A weld-mesh boundary fence is modern (dating from the hospital era) and inappropriate to the style of the grounds (LEP).

- Residence
Federation mansion with face brick walls, complex steep pitched terracotta tiled roof, tall roughcast chimneys, shingled and half-timbered gables, sandstone veranda piers with simple scalloped timber valences. Unusual cylindrical polished granite colonettes support the timber veranda posts.

The residence is a single storey with a basement and three-storey tower at the roof apex. Original casement windows include projecting bays with leadlight and sculpted sandstone sills. Original doors and other joinery remains. Much of the original interior survives. The residence is prominently sited in large grounds with a number of large trees and a stone gateway (LEP).
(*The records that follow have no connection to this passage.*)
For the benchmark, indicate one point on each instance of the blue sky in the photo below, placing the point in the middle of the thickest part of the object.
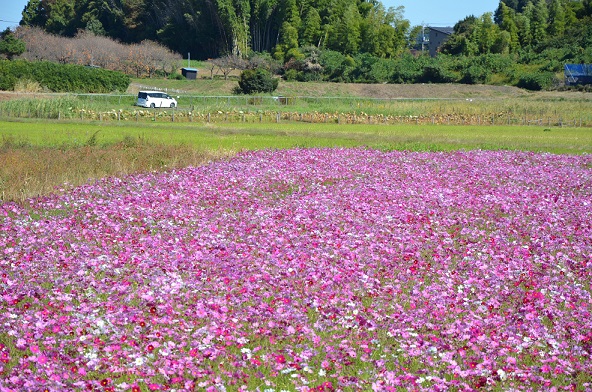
(439, 13)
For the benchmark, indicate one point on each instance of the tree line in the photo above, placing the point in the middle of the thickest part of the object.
(211, 28)
(517, 25)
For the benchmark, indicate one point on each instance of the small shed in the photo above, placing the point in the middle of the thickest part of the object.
(578, 74)
(189, 73)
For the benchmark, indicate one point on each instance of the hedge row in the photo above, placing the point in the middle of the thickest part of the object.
(61, 77)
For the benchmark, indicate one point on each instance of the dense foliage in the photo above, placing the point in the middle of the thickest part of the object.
(211, 28)
(10, 46)
(256, 81)
(61, 77)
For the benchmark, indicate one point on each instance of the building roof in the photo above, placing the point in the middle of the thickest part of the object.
(444, 30)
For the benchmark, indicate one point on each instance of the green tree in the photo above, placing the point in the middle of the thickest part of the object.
(487, 33)
(539, 14)
(311, 32)
(258, 80)
(34, 14)
(10, 46)
(556, 18)
(346, 35)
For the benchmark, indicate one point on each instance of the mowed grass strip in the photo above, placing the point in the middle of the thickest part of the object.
(38, 158)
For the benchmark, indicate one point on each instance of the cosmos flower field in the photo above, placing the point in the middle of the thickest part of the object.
(306, 269)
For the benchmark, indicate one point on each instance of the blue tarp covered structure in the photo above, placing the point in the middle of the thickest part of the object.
(578, 74)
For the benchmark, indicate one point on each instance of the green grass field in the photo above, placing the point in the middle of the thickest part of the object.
(38, 156)
(237, 136)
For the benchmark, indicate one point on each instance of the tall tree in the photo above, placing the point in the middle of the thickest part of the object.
(10, 46)
(507, 22)
(311, 33)
(538, 21)
(556, 18)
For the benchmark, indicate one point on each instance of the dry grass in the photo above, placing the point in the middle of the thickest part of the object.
(27, 171)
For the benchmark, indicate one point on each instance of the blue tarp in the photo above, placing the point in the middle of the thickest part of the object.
(578, 74)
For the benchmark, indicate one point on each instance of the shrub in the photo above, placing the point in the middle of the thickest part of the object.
(435, 73)
(258, 80)
(475, 74)
(62, 77)
(536, 81)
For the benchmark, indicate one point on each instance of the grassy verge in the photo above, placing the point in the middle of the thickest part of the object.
(36, 157)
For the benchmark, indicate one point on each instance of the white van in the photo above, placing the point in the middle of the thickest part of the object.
(155, 99)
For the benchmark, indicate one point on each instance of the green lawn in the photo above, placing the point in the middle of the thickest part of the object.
(237, 136)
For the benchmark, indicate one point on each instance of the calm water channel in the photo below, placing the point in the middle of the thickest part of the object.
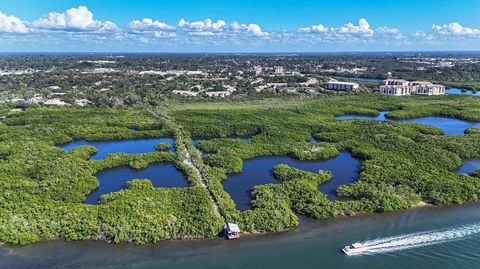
(449, 126)
(454, 232)
(161, 174)
(425, 237)
(459, 91)
(131, 146)
(259, 171)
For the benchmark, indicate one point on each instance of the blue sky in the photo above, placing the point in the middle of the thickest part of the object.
(239, 26)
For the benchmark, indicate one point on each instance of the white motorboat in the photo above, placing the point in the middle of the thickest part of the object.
(353, 249)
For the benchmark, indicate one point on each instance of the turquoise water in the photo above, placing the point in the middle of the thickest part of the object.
(131, 146)
(459, 91)
(449, 126)
(469, 166)
(259, 171)
(315, 244)
(160, 174)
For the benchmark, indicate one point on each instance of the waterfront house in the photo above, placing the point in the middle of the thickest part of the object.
(342, 86)
(400, 87)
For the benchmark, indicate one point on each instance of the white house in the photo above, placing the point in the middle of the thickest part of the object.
(342, 86)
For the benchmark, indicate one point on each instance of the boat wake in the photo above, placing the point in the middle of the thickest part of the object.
(416, 240)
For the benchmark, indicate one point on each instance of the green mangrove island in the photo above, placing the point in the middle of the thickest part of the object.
(43, 187)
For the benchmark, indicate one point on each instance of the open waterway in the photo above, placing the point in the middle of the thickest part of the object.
(131, 146)
(423, 237)
(449, 126)
(464, 92)
(259, 171)
(426, 237)
(160, 174)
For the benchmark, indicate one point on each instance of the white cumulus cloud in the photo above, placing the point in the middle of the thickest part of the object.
(149, 25)
(455, 29)
(220, 27)
(363, 28)
(74, 19)
(12, 24)
(313, 29)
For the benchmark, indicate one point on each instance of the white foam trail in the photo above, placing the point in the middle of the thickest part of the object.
(420, 239)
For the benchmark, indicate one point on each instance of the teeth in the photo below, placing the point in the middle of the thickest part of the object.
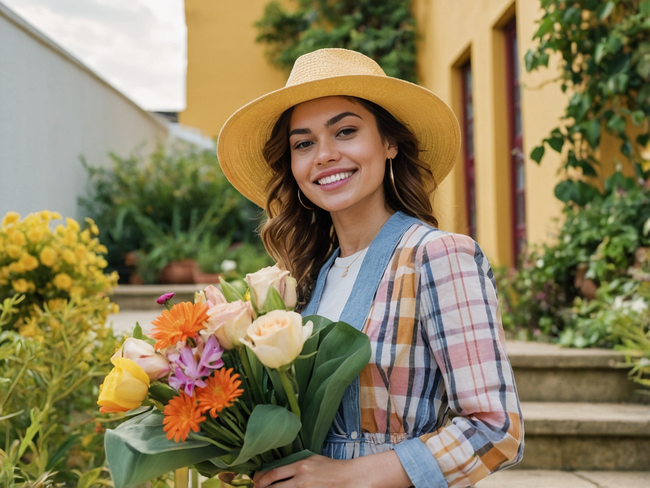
(337, 177)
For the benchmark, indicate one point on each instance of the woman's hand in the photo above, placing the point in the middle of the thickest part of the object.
(374, 471)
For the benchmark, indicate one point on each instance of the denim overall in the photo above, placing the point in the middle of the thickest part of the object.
(345, 439)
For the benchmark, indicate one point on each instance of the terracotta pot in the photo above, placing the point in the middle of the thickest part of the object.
(178, 273)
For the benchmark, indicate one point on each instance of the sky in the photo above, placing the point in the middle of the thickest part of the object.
(138, 46)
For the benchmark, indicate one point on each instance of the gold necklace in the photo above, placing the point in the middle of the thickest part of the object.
(347, 268)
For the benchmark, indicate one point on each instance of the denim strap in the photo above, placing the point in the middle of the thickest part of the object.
(358, 306)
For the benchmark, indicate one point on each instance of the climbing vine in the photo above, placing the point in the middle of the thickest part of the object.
(604, 47)
(384, 31)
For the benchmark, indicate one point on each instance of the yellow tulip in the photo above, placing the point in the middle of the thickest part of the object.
(125, 387)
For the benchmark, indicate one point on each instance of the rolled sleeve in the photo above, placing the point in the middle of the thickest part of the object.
(420, 464)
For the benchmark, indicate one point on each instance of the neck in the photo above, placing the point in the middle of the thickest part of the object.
(356, 229)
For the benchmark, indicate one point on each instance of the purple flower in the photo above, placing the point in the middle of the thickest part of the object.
(162, 299)
(189, 373)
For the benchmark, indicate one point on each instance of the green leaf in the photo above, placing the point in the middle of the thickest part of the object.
(32, 430)
(605, 10)
(530, 59)
(644, 7)
(600, 52)
(537, 154)
(626, 149)
(616, 124)
(138, 450)
(643, 139)
(89, 478)
(292, 458)
(304, 366)
(342, 354)
(62, 451)
(556, 142)
(269, 427)
(637, 117)
(162, 392)
(565, 191)
(643, 67)
(273, 301)
(137, 331)
(231, 294)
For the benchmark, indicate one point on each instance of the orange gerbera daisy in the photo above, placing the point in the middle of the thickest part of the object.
(182, 414)
(220, 392)
(182, 321)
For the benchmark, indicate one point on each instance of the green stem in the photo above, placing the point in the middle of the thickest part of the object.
(215, 429)
(233, 425)
(291, 394)
(257, 393)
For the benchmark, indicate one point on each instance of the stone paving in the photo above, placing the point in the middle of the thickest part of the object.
(514, 478)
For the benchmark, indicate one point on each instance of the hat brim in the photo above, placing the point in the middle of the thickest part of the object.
(245, 133)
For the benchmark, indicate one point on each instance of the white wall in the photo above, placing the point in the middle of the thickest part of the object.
(52, 110)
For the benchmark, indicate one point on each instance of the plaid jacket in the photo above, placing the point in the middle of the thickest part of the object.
(427, 301)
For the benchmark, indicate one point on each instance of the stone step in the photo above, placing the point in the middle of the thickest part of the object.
(586, 436)
(550, 373)
(523, 478)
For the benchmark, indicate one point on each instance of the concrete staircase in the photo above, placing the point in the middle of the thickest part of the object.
(580, 410)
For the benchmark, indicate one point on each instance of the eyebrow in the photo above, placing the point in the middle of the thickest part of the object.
(328, 124)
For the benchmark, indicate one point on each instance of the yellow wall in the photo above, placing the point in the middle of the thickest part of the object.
(226, 68)
(450, 34)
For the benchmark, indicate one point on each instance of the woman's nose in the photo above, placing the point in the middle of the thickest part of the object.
(327, 152)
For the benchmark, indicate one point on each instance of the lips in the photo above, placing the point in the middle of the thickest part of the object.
(334, 178)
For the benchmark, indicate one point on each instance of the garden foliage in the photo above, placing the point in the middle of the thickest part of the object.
(383, 31)
(581, 287)
(604, 47)
(51, 267)
(173, 205)
(54, 348)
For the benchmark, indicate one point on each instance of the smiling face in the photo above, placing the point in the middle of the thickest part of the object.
(338, 157)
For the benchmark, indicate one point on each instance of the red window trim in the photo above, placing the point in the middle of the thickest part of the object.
(468, 131)
(517, 160)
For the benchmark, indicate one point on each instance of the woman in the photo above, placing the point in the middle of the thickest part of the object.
(345, 160)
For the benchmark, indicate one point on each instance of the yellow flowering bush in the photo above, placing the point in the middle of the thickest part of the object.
(52, 267)
(51, 372)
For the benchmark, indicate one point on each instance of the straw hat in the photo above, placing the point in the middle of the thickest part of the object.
(330, 72)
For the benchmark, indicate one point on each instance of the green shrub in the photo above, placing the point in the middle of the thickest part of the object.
(384, 31)
(167, 207)
(49, 386)
(567, 290)
(52, 266)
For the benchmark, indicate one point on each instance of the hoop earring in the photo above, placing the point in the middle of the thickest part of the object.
(392, 180)
(300, 200)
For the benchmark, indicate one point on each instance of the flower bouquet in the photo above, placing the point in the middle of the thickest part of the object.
(228, 384)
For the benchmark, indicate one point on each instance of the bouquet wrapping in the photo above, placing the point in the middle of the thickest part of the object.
(229, 384)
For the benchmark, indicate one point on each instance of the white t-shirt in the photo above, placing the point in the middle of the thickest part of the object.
(338, 288)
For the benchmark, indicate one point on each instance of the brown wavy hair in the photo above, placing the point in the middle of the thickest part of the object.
(302, 239)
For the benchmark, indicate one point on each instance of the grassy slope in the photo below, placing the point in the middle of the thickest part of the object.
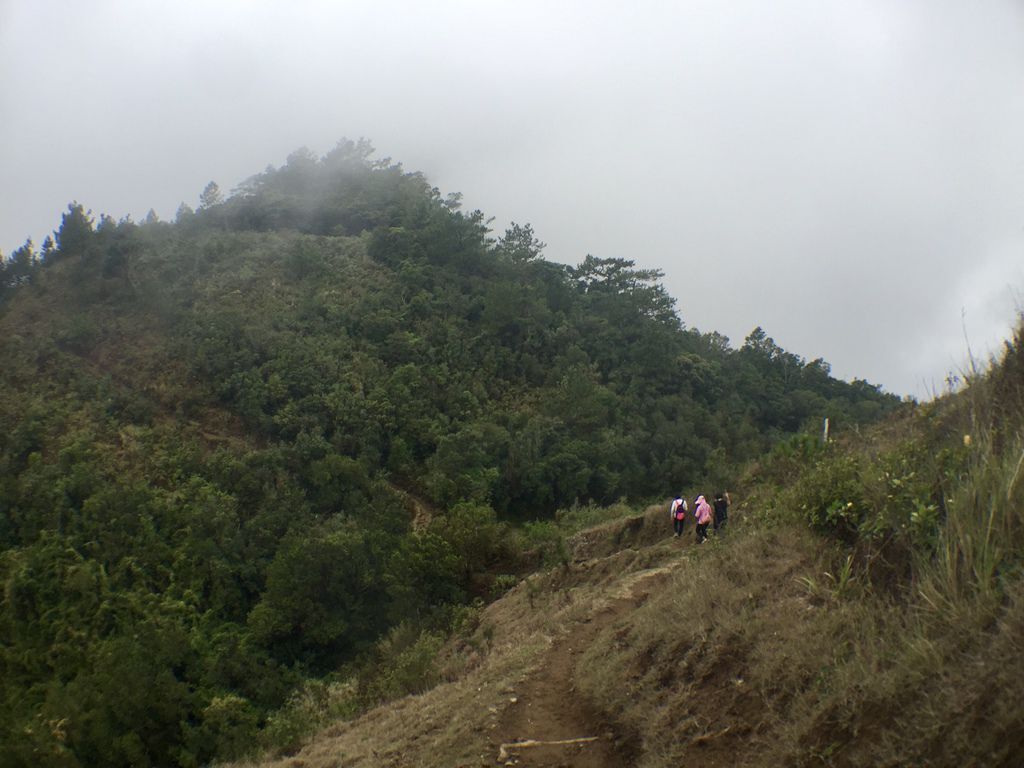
(775, 646)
=== Modifications and dates ===
2007-8: 88 units with basement parking: repairs and maintenance work to preserve the fabric of the building, including the:
- removal of glazing to the tower reinstate the lookout at the summit o the tower;
- replication of stolen items from the house (using documentary evidence) will improve the presentation of the house and allow an understanding of its decoration. This replication will restore significance that has been lessened by the theft of joinery items and lighting fixtures.
- reconstruction of the stone gate will ensure its survival, restore its significance, enable an understanding of is significance as part of Marcus Clark's pedestrian link to Hornsby across the gully, enhance its appearance and ensure public safety;
- relaying original tiles on a new slab will prevent subsidence and protect the tiles from substrate collapse; and
- rebuilding the north-west corner of the front veranda will ensure the survival, while using the existing timber and stone elements.

== Heritage listing ==
As at 18 September 2014, outstanding late Federation Queen Anne style mansion. Impressive multi-level roof with highly decorated gables. Unusual verandah detailing. Generally in good condition. Many interior features of note. Owned by Marcus Clark leading Sydney retailer of the time. Grounds: Remnant garden layout surrounding notable mansion. Mature period trees dated from Federation period. Of regional significance.

Mount Wilga House was listed on the New South Wales State Heritage Register on 2 April 1999.